By Emily Ortman, SWHR Director of Communications
Are you still feeling the effects of “springing forward” an hour over the weekend? You could feel negative effects from that daylight saving time transition for up to a week –– especially if you’re already neglecting to get consistent healthy sleep.
According to the CDC, 1 in 3 American adults don’t get the seven or more hours of sleep they need to be healthy. Lack of sleep takes a toll on our physical and mental health. Science is telling us more clearly all the time that we are setting ourselves up for failure by ignoring sleep as a critical part of the equation for good health.
Healthy sleep can be especially elusive for women, who, for example, are more likely to develop insomnia than men. The barriers faced by women in maintaining good sleep health are often misunderstood or overlooked, according to SWHR’s “Women & Sleep: A Guide for Better Health.” The guide provides an evidence-based overview of key sleep challenges women face throughout their lives.
To get better sleep and truly improve our health, we need a shift in thinking. First, we need to understand the value of sleep in our overall health. Poor sleep underpins the major public health concerns that drive our national agenda, including heart disease, diabetes, obesity, high blood pressure, cancer, Alzheimer’s, and depression.
While the science is still out on the “chicken vs. egg” dynamic — do sleep problems contribute to these conditions or do these conditions cause sleep problems? — we know that these health conditions are all deeply interconnected and affected by sleep. When we consider the effects these ailments have on our national health care spending and lost work productivity, sleep takes on an economic toll as well.
Next, we must drive a culture shift. Too many of us are attached to our devices 24/7, allowing work and social interactions to invade every corner of our day. We wear our long days and short nights like a badge of pride. The science shows that this comes with a price. Our cognitive function takes a hit, we’re less productive, our blood pressure may rise, and we increase our susceptibility to chronic mental and physical health problems.

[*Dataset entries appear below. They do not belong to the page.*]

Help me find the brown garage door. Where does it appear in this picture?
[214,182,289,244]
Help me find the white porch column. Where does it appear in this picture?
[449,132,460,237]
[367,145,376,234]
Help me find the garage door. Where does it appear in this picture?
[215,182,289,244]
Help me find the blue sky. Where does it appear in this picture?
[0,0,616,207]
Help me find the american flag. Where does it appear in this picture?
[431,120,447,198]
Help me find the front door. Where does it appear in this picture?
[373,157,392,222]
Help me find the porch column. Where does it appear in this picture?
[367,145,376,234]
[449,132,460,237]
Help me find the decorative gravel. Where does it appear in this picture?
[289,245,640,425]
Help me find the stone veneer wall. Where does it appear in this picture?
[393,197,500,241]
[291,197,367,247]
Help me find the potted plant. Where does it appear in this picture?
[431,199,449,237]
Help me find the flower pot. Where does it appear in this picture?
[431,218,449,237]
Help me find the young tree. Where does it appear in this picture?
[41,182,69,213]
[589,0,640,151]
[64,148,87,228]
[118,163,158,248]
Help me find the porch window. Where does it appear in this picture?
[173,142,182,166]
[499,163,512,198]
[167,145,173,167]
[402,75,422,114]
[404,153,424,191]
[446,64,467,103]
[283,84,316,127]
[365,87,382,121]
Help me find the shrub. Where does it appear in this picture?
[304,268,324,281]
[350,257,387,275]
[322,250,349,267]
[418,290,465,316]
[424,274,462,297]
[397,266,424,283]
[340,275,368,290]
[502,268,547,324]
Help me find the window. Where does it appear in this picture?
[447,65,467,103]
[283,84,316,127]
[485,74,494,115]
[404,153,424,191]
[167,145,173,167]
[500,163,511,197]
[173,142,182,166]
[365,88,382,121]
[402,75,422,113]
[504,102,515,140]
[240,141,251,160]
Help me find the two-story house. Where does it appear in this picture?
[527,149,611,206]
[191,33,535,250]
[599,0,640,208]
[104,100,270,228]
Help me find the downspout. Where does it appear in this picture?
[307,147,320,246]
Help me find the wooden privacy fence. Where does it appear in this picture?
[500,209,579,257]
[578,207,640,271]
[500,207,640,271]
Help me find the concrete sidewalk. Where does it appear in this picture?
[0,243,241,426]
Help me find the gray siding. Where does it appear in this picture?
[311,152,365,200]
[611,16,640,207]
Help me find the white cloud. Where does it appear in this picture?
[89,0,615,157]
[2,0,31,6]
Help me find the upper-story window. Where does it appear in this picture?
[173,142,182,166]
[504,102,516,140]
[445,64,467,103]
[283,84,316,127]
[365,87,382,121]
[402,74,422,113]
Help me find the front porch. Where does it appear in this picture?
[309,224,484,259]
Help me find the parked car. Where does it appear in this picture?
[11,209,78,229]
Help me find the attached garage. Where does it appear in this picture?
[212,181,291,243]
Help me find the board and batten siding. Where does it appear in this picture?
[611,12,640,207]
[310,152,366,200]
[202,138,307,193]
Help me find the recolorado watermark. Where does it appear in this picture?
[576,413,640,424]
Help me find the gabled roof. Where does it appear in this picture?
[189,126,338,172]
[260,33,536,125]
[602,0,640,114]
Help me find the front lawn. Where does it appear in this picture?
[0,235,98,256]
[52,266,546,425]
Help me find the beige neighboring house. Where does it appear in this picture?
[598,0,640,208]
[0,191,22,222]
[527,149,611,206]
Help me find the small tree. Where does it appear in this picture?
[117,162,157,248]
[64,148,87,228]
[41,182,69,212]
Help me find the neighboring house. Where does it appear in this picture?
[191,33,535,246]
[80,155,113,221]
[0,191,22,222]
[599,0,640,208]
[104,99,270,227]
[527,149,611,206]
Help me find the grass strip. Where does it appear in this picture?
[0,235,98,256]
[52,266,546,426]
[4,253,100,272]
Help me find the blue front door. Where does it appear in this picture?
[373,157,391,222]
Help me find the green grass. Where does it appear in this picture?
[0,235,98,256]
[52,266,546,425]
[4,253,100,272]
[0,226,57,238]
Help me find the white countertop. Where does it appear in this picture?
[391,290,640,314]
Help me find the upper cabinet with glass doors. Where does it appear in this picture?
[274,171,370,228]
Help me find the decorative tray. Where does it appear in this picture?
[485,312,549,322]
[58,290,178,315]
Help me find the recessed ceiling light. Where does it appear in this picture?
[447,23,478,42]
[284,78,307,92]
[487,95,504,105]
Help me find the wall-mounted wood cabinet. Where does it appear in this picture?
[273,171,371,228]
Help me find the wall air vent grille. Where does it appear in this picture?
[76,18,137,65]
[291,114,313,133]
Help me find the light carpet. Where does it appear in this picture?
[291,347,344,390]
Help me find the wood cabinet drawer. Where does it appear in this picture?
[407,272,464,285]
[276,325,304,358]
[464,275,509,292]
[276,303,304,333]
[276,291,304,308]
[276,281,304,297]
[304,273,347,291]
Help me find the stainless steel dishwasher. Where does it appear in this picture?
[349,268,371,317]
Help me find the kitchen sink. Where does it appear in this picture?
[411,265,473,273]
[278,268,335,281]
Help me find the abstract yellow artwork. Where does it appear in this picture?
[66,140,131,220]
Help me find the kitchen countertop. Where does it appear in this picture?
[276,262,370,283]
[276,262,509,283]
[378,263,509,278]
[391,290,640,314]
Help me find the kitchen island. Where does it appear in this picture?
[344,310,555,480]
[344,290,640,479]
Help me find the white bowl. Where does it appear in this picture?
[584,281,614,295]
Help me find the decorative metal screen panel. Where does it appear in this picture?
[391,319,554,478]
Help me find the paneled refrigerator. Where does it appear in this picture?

Finally, we must stop dismissing the signs and symptoms of sleep problems. This is particularly challenging for woman. When women do report sleep problems, their symptoms are often overlooked or mistaken for something else. Women who tell their health care providers that they’re tired are told it’s a normal part of life that should be accepted, rather than fixed, and as a result, their sleep disorders go untreated.
This trivializing of women’s concerns is one reason that 90 percent of women with sleep apnea are undiagnosed. In addition, women may not manifest that hallmark of loud snoring that men do and their symptoms of sleep loss are simply more subtle and difficult to detect.
We can’t improve our sleep health if we don’t talk about it though, so both patients and health care professionals need to engage in smart conversations about sleep. The good news is that sleep problems can often be tackled with better sleep habits, also referred to as “sleep hygiene,” like instituting more regular bedtimes, getting devices out of the bedroom, and limiting caffeine and alcohol before bedtime. For more serious disorders, behavioral and medical treatments can help restore the good quality sleep we need.
The science of sleep is rapidly evolving, but the takeaway from our growing body of research isn’t: Good health can’t happen without healthy sleep.
So as you recover from the daylight saving time shift, don’t just think about how you will handle one hour of lost sleep, re-evaluate your sleep routine. Think about what’s happening when your head hits the pillow and how better sleep habits can lead to better overall health.